Openacc - nested loops - illegal address during kernel execution

Inside a function I developed, I’m attempting to parallelize the following nested loops using OpenACC.

#ifdef USE_OPENACC
    #pragma acc parallel loop collapse(3) present(
        RGrid_->values_[0:NRGrid_], ZGrid_->values_[0:NZGrid_], PhiGrid_->values_[0:NPhiGrid_], 
        isInsideTheLastCMS_->values_[0:NRGrid_*NZGrid_*NPhiGrid_], 
        iZetaMin_for_pointsInsideTheLastCMS_->values_[0:NRGrid_*NZGrid_*NPhiGrid_], 
        iZetaMax_for_pointsInsideTheLastCMS_->values_[0:NRGrid_*NZGrid_*NPhiGrid_]
    )
#else
    #pragma omp parallel for collapse(3)
#endif
for (U iR = 0; iR < NRGrid_; iR++) {
    for (U iZ = 0; iZ < NZGrid_; iZ++) {
        for (U iPhi = 0; iPhi < NPhiGrid_; iPhi++) {
            
            // Define point coordinates
            T RPoint = RGrid_->values_[iR];
            T ZPoint = ZGrid_->values_[iZ];
            T PhiPoint = PhiGrid_->values_[iPhi];

            // Convert to Cartesian coordinates
            T XPoint = RPoint * std::cos(PhiPoint);
            T YPoint = RPoint * std::sin(PhiPoint);

            // Initialize variables
            U iRho = NRho_ - 1;
            U iZeta_FC_1 = 0, iZeta_FC_2 = 0; 
            U iTheta_FC_1_p1 = 0, iTheta_FC_1_p2 = 0, iTheta_FC_2_p = 0;
            
            T X3d, Y3d, Z3d;
            T ddist2_min, ddist2;

            // Compute initial distance
            X3d = (*R3D_)(iRho, 0, 0) * std::cos((*Phi3D_)(iRho, 0, 0));
            Y3d = (*R3D_)(iRho, 0, 0) * std::sin((*Phi3D_)(iRho, 0, 0));
            Z3d = (*Z3D_)(iRho, 0, 0);
            
            ddist2_min = (X3d - XPoint) * (X3d - XPoint) +
                         (Y3d - YPoint) * (Y3d - YPoint) +
                         (Z3d - ZPoint) * (Z3d - ZPoint);
            
            // Find the closest point on LCMS
            #ifdef USE_OPENACC
                #pragma acc seq  
            #endif
            for (U iTheta = 0; iTheta < NTheta_; iTheta++) {   
                for (U iZeta = 0; iZeta < NZeta_; iZeta++) {
                    X3d = (*R3D_)(iRho, iTheta, iZeta) * std::cos((*Phi3D_)(iRho, iTheta, iZeta));
                    Y3d = (*R3D_)(iRho, iTheta, iZeta) * std::sin((*Phi3D_)(iRho, iTheta, iZeta));
                    Z3d = (*Z3D_)(iRho, iTheta, iZeta);
                    
                    ddist2 = (X3d - XPoint) * (X3d - XPoint) + 
                             (Y3d - YPoint) * (Y3d - YPoint) + 
                             (Z3d - ZPoint) * (Z3d - ZPoint);
                    
                    if (ddist2 < ddist2_min) {
                        ddist2_min = ddist2;
                        iTheta_FC_1_p1 = iTheta;
                        iZeta_FC_1 = iZeta;                    
                    }
                }
            }
        }
    }
}

During compilation, I don’t have any problem, Howeve, when executing the code, I recieve the following message

Failing in Thread:1
Accelerator Fatal Error: call to cuStreamSynchronize returned error 700 (CUDA_ERROR_ILLEGAL_ADDRESS): Illegal address during kernel execution
 File: /home/homam/Documents/MyCodes/SLIM/GoAHead/ToroidalSolver/FluxSurfaces3DReduced.h
 Function: _ZN21FluxSurfaces3DReducedIjdE39locateCylGridPointsWithRespectToLastCMSEv:1378
 Line: 1409

I don’t understand the source of this error.

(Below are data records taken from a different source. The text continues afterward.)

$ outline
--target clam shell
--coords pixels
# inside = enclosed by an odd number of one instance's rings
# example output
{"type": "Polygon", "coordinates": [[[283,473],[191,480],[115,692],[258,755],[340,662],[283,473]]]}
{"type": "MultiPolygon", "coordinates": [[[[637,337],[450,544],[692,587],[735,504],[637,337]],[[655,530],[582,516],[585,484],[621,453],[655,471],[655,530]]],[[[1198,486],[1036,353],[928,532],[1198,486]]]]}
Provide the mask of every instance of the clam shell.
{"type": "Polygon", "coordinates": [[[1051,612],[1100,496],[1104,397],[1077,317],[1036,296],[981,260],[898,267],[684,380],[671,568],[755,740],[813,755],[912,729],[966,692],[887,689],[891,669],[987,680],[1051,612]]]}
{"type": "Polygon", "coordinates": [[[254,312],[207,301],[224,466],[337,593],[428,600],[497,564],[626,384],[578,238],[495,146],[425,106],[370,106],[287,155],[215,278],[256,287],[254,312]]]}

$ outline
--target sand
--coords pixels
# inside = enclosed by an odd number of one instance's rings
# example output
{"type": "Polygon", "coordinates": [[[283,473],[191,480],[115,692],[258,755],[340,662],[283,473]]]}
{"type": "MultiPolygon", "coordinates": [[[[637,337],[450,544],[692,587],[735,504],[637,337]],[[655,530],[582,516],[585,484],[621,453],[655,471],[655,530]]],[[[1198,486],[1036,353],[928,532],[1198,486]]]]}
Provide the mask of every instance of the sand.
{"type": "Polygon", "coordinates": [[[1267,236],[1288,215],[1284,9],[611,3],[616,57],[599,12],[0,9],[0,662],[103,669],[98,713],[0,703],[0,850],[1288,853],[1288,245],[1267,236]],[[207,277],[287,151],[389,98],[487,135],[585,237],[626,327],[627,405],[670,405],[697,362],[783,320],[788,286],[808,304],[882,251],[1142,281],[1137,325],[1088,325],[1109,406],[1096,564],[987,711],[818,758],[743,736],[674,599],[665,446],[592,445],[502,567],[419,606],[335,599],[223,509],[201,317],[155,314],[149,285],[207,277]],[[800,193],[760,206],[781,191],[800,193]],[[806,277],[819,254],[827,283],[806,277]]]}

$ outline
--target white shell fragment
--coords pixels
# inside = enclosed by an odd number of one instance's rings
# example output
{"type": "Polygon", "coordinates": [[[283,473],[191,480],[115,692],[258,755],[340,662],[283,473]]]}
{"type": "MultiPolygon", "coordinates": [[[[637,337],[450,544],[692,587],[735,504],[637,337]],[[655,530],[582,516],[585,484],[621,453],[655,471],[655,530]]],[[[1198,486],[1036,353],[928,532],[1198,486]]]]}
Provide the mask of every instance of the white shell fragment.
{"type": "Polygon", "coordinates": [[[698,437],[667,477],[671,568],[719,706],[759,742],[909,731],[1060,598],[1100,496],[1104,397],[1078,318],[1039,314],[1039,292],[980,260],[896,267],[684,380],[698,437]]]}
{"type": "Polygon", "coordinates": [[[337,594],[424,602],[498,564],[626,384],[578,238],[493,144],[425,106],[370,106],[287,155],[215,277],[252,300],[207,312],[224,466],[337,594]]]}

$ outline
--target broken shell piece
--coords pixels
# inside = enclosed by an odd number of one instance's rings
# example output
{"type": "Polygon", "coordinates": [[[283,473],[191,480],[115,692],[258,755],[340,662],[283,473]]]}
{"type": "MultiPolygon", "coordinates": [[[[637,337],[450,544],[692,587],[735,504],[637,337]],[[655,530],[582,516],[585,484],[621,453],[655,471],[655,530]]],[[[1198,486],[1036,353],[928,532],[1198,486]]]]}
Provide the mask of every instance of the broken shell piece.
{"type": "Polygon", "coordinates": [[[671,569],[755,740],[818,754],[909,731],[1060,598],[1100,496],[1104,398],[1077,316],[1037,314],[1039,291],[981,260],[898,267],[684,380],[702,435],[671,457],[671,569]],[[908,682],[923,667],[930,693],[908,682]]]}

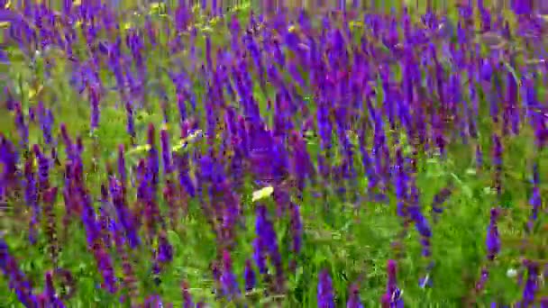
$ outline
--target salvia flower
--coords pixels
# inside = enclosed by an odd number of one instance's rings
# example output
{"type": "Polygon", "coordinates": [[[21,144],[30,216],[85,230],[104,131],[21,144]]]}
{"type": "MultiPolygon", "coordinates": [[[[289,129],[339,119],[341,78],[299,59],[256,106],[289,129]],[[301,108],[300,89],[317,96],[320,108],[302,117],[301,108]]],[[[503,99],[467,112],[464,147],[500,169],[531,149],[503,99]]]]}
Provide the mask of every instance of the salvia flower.
{"type": "Polygon", "coordinates": [[[251,260],[250,260],[249,258],[245,260],[243,278],[245,280],[245,291],[251,291],[255,287],[255,284],[257,283],[257,281],[255,277],[255,271],[253,269],[253,266],[251,265],[251,260]]]}
{"type": "Polygon", "coordinates": [[[333,282],[326,269],[322,270],[318,277],[318,307],[335,307],[333,282]]]}
{"type": "Polygon", "coordinates": [[[223,251],[223,274],[221,275],[221,286],[223,293],[228,300],[240,294],[240,288],[236,280],[236,276],[233,272],[233,261],[230,252],[223,251]]]}
{"type": "Polygon", "coordinates": [[[487,237],[485,244],[487,246],[488,258],[489,260],[495,259],[495,257],[500,251],[500,238],[498,235],[498,227],[497,226],[497,220],[498,218],[499,210],[497,208],[491,209],[490,222],[487,229],[487,237]]]}
{"type": "Polygon", "coordinates": [[[7,279],[9,287],[17,294],[17,299],[27,307],[36,307],[38,299],[32,294],[32,285],[19,269],[15,258],[10,255],[7,243],[0,238],[0,268],[7,279]]]}
{"type": "Polygon", "coordinates": [[[388,283],[387,293],[385,295],[388,298],[389,305],[392,308],[400,308],[404,306],[404,301],[401,297],[402,292],[397,288],[397,280],[396,277],[397,263],[395,260],[388,260],[387,265],[388,283]]]}
{"type": "Polygon", "coordinates": [[[349,290],[348,302],[346,302],[346,308],[363,308],[361,304],[361,299],[360,298],[360,289],[358,285],[352,285],[349,290]]]}

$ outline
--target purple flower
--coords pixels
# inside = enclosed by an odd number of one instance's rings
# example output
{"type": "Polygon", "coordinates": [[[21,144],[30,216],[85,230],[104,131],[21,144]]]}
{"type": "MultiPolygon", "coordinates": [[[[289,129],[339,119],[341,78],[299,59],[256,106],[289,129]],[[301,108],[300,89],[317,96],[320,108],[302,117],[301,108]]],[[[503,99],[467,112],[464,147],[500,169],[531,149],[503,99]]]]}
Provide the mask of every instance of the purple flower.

Moreover, the error disappears when I comment out the following lines in the code above.

 ddist2_min = ddist2;
                        iTheta_FC_1_p1 = iTheta;
                        iZeta_FC_1 = iZeta;    

Do you have an idea what is happening? Did I make a mistake in the way I’m parallelizing these 5 nested loops?

thanks

An illegal access error is fairly generic and just means the device code encountered a bad address. It’s similar to a segmentation violation on the CPU. The most common causes are things like using a host address on the device, an out-of-bounds access, or a stack/heap overflow.

For example, if you didn’t properly do a deep copy on one of the structs (assuming you’re not using managed or unified memory), then that could cause a host address to be passed in.

Though since you don’t get the error when commenting out this one section, let’s focus there.

iTheta_FC_1_p1 = iTheta;
iZeta_FC_1 = iZeta;

I don’t see how “iZeta” and “iTheta” are declared, but I’ll assume that these are scalars declared on the host so are implicitly firstprivate so should be fine. Plus if they weren’t I expect the code to error elsewhere.

The “iTheta_FC_1_p1” and “iZeta_FC_1” are statically initialized local variables that don’t appear to be used elsewhere in the code. Hence one theory would be that you’re getting a stack overflow due to the static initialization. But when commented out, the compiler can remove these variables since they aren’t used and the rest of the variables just fit in stack.

To test this theory, try setting the environment variable “NV_ACC_CUDA_STACKSIZE” to a larger value like 32MB. The device stack size is quite small and has a hard limit though the limit will depend on the device and driver. Though if you go too big, you’ll get an error (too many resources) at the start of the program.

Also, you can try switching to runtime initialization for all these variables. For example:

        U iRho, iZeta_FC_1, iZeta_FC_2; 
        U iTheta_FC_1_p1, iTheta_FC_1_p2, iTheta_FC_2_p;
        iRho = NRho_ - 1;
        iZeta_FC_1 = iZeta_FC_2 = 0; 
        iTheta_FC_1_p1 = iTheta_FC_1_p2 = iTheta_FC_2_p = 0;

If it still fails then I’ll likely need a reproducing example so I can investigate.

-Mat

1 Like

Thank you very much for your response, and sorry for being late in my reply. As you rightly pointed out in your answer

“if you didn’t properly do a deep copy on one of the structs (assuming you’re not using managed or unified memory), then that could cause a host address to be passed in.”

This was exactly my mistake! The function is a member of the fluxsurfaces class, which also contains tensors like X3D. In my case, I tried to move all these tensors to the device without first copying the class object itself., i.e., using

#pragma acc enter data copyin(this)

Thanks for your help

1 Like